Perhaps the most interesting terms have been "conservative" and "liberal". Conservative means "disposed to preserve existing conditions, institutions, etc." Ironically, the policies supported by political conservatives usually are things that formerly existed, but no longer exist and things that were replaced by what is currently in place.
Liberal is from the Latin word for freedom. The word was long used in the term 'liberal arts', which means those arts that are appropriate to free men. It wasn't applied to politics until the early 1800's, when it was used for Enlightenment ideals of freedom, such as free speech, free press, free trade, etc. Liberal still retains that meaning in most of the world, but in the United States of America it had a shift in the 1960's and 1970's, when it was adopted by doctrinaire Socialists who wanted to appear to be acceptable to American voters. The Socialists were having a hard time recruiting, because of the association of Socialist with the Union of Soviet Socialist Republics (USSR), and the Doctrinaire Socialists terms such as "politically correct" started to move into the general language.

Another result in the shift in meaning of liberal was that people of a liberal mindset had to call themselves "Classical Liberals to differentiate themselves.
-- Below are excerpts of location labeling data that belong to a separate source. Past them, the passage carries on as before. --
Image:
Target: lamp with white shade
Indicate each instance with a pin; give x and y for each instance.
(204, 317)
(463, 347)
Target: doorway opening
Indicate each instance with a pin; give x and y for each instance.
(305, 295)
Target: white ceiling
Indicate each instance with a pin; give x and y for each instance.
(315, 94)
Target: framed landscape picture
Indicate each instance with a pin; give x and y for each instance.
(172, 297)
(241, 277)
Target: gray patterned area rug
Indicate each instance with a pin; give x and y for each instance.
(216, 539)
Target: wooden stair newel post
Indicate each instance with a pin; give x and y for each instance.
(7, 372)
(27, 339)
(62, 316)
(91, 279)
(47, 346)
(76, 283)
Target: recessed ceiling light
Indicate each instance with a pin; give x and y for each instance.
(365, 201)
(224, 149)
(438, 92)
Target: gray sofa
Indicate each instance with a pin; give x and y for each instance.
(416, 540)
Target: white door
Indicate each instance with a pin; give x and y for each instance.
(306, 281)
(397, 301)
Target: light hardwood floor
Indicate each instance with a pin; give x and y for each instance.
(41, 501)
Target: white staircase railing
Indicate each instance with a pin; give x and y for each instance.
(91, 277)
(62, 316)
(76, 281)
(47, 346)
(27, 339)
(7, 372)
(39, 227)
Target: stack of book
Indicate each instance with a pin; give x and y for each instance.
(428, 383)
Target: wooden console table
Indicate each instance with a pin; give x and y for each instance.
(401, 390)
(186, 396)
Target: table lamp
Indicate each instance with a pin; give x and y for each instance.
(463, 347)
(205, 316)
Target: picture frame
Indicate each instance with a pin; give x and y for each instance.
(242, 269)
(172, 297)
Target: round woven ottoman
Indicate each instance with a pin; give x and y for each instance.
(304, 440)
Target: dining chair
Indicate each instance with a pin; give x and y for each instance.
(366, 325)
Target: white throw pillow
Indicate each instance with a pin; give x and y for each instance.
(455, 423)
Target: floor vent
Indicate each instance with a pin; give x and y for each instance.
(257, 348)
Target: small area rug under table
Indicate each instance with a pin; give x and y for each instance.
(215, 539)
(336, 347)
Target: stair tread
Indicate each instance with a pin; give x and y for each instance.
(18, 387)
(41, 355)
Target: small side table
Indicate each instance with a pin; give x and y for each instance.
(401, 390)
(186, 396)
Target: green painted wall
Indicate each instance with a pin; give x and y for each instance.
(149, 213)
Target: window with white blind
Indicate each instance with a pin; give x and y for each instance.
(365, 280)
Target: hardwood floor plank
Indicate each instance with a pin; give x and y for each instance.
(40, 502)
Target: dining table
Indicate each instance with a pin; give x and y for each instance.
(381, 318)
And the next liberal political party in the U.S. calls itself "Libertarian", which meant belief in free will.

Then there are the Republican and Democrat parties. The Republican Party started as an abolitionist party, and it became the party of freedom until the Democrats borrowed those issues back when Nixon was president, but the Republicans had dropped those issues and took up Nixon's issues of monarchism, support military contractors, tax the poor, and the other issues that they still support.
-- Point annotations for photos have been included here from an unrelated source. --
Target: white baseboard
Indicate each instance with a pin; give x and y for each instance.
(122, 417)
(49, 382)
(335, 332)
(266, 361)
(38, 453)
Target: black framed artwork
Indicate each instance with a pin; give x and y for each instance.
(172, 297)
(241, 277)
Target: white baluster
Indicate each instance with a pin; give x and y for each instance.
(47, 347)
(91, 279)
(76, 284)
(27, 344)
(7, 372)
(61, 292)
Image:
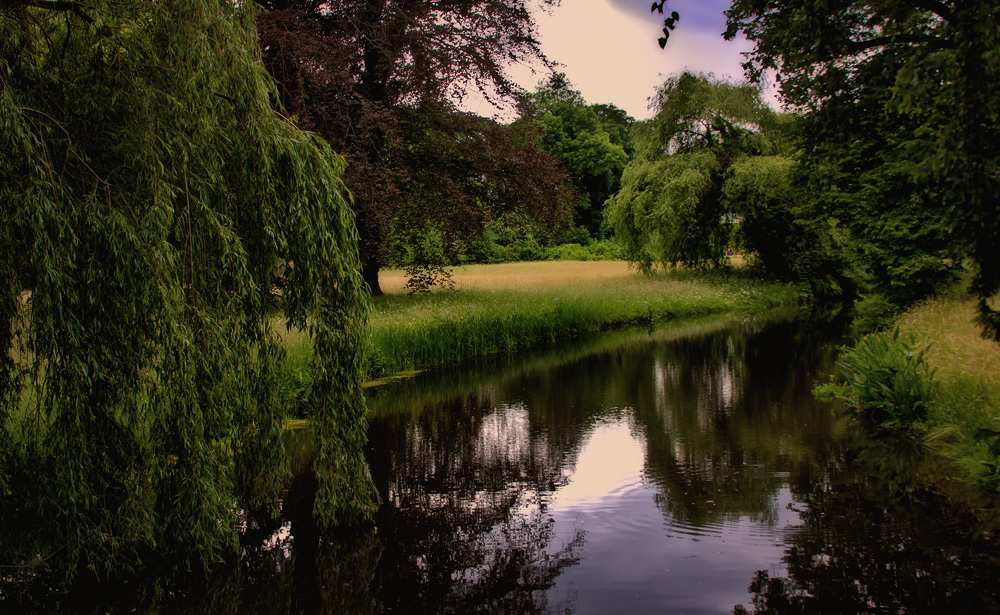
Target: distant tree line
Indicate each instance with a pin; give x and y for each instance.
(891, 183)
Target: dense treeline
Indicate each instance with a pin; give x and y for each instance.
(151, 197)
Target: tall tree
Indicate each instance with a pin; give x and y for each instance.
(348, 68)
(150, 198)
(940, 57)
(591, 140)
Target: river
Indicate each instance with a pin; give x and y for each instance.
(682, 470)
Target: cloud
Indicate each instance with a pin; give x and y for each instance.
(609, 51)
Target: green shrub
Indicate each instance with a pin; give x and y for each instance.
(888, 381)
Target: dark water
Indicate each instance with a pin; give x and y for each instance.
(680, 471)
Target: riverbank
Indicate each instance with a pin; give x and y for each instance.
(963, 419)
(515, 306)
(930, 379)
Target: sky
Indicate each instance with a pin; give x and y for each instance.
(609, 51)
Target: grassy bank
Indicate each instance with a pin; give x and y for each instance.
(507, 307)
(963, 419)
(933, 378)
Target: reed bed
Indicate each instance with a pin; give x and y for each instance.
(964, 417)
(509, 307)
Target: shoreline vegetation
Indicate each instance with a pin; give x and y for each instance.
(516, 306)
(934, 379)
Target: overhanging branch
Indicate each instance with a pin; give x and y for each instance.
(896, 39)
(50, 5)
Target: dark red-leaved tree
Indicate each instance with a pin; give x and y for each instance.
(350, 69)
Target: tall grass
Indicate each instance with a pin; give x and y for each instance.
(508, 307)
(964, 416)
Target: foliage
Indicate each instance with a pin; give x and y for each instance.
(673, 206)
(901, 91)
(357, 71)
(889, 383)
(505, 308)
(471, 178)
(592, 141)
(151, 197)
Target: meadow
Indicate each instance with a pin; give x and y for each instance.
(963, 420)
(513, 306)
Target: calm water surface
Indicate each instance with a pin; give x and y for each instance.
(679, 471)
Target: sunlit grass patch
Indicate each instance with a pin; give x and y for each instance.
(965, 414)
(506, 307)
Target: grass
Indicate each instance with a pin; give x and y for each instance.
(964, 418)
(513, 306)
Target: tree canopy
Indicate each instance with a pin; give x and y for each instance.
(592, 141)
(151, 198)
(350, 70)
(683, 193)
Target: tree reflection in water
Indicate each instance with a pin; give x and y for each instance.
(884, 541)
(481, 475)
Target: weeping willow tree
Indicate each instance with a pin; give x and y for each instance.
(150, 197)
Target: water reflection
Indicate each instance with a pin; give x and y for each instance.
(663, 472)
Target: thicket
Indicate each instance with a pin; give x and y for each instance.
(930, 378)
(508, 308)
(151, 197)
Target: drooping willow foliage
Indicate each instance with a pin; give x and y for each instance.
(149, 197)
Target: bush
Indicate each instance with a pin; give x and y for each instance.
(595, 251)
(888, 382)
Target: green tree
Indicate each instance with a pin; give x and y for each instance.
(672, 207)
(926, 66)
(351, 70)
(468, 174)
(151, 196)
(591, 140)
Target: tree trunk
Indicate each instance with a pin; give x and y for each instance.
(369, 271)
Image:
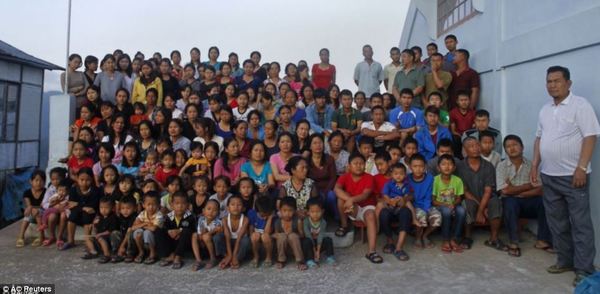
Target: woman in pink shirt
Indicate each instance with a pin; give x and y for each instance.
(230, 163)
(323, 73)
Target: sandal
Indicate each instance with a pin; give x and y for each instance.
(302, 266)
(48, 242)
(311, 263)
(401, 255)
(212, 263)
(456, 248)
(177, 265)
(496, 244)
(374, 258)
(446, 248)
(428, 243)
(341, 231)
(466, 243)
(388, 249)
(546, 248)
(104, 259)
(150, 260)
(514, 251)
(37, 242)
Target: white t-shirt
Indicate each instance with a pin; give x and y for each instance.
(242, 116)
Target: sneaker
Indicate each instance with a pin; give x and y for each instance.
(557, 269)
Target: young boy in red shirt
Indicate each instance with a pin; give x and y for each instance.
(356, 201)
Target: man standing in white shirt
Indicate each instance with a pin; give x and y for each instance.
(565, 139)
(368, 74)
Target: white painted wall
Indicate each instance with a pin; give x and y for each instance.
(512, 43)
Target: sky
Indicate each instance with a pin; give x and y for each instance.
(282, 31)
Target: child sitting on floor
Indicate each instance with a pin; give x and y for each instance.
(209, 226)
(288, 233)
(261, 221)
(315, 241)
(145, 226)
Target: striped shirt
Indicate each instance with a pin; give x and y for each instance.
(561, 129)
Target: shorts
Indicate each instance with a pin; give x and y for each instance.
(80, 217)
(431, 218)
(360, 214)
(494, 209)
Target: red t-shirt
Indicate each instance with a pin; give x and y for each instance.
(366, 181)
(463, 122)
(161, 176)
(380, 180)
(322, 77)
(74, 166)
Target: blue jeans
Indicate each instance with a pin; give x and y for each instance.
(459, 221)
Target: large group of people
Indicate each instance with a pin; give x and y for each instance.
(230, 159)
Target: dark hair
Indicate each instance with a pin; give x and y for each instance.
(289, 202)
(136, 160)
(417, 48)
(293, 163)
(453, 37)
(399, 165)
(407, 91)
(113, 168)
(364, 140)
(432, 44)
(447, 157)
(417, 157)
(354, 156)
(38, 173)
(557, 68)
(314, 201)
(465, 52)
(152, 195)
(482, 113)
(433, 110)
(409, 52)
(264, 204)
(488, 134)
(512, 138)
(225, 156)
(89, 60)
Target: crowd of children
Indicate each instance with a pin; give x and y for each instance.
(234, 163)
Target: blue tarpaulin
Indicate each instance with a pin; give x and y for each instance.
(12, 198)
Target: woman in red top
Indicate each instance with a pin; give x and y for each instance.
(323, 73)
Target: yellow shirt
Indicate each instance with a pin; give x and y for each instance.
(138, 94)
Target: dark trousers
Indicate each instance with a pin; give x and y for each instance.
(402, 215)
(530, 207)
(568, 215)
(308, 245)
(459, 221)
(165, 245)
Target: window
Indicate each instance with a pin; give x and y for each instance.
(8, 111)
(452, 13)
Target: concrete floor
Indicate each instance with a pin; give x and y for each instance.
(480, 270)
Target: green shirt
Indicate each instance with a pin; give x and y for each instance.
(430, 87)
(414, 78)
(447, 193)
(345, 120)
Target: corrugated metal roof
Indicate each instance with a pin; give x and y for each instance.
(10, 53)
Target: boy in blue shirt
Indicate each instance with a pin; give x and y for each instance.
(426, 219)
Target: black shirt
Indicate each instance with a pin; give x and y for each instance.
(35, 202)
(109, 223)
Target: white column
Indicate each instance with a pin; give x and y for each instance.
(58, 133)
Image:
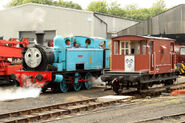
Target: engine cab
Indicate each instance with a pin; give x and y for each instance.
(140, 62)
(143, 54)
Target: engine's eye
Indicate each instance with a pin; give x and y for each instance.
(37, 55)
(29, 55)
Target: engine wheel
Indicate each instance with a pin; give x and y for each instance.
(77, 85)
(88, 84)
(116, 87)
(64, 86)
(168, 82)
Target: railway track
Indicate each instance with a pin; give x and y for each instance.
(160, 119)
(156, 90)
(54, 111)
(58, 110)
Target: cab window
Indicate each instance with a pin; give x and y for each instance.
(182, 51)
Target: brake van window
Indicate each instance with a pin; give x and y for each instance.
(182, 51)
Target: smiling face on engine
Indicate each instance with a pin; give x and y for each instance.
(33, 57)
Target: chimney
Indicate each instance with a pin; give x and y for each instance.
(40, 37)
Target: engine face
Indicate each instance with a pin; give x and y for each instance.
(33, 57)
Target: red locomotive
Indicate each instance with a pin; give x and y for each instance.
(9, 53)
(140, 62)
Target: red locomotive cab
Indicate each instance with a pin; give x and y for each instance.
(143, 54)
(180, 54)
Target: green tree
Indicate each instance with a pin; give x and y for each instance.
(98, 6)
(115, 9)
(60, 3)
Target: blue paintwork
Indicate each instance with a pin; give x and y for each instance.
(69, 56)
(58, 78)
(64, 87)
(91, 58)
(88, 84)
(107, 59)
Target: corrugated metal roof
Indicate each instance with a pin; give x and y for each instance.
(148, 37)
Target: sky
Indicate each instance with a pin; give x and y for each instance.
(139, 3)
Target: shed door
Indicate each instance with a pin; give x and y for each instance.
(129, 63)
(151, 58)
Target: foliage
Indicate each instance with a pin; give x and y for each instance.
(60, 3)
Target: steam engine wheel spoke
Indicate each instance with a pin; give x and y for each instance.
(88, 83)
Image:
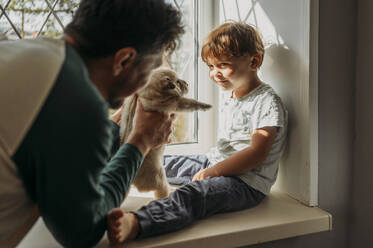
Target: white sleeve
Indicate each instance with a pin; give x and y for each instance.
(270, 113)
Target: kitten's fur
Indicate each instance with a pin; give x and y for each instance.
(163, 93)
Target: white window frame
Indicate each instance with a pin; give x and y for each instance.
(301, 180)
(207, 91)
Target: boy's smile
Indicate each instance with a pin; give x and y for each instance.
(231, 73)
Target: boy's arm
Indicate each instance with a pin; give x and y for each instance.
(244, 160)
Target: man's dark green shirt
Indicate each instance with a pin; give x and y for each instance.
(69, 160)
The Democrats have had a longer and more twisted history. After starting out as the Democratic Republicans back in the 1790's, as the party for democratic institutions, they kept that identity through thick and thin and degeneration to the level of Andy Jackson. But the interest in Democratic institutions waned; although a preference for the federal constitution did not; thus they became the political party that opposed the power grab by the federal government who had just taken control of the federal government. Thus, the Democrats came to be regarded as the party of the South, and the Republicans were regarded as the party of Lincoln and liberty.

Fast forward to 2019 and we have a mentally defective Republican in the White House, and the Democrats seeking to replace him and mostly doctrinaire Socialists, while the few remaining liberals call themselves Libertarians.

I would like to propose a simple system of nomenclature: Those that favor treating everyone equally will be called Egalitarian, and those who favor treating some people better and'/or worse than other will be called a Discriminator. There would still be room for the Monarchists, Fascists, etc., and some of the minor parties might become major; it has happened before, and it might happen again.

This system of nomenclature would be superior to what now exists, but it would break down at some point. It might actually be better to have the Guelphs and Ghibellines again, and people could make the name mean whatever they wanted.

Note: See the linked page for information about the Guelfs and Ghibellines, note the change in meaning after 1268.

The Economist has an inconsistent concept of what conservative means. Ideas like this make it hard to justify that as a valid term for anything.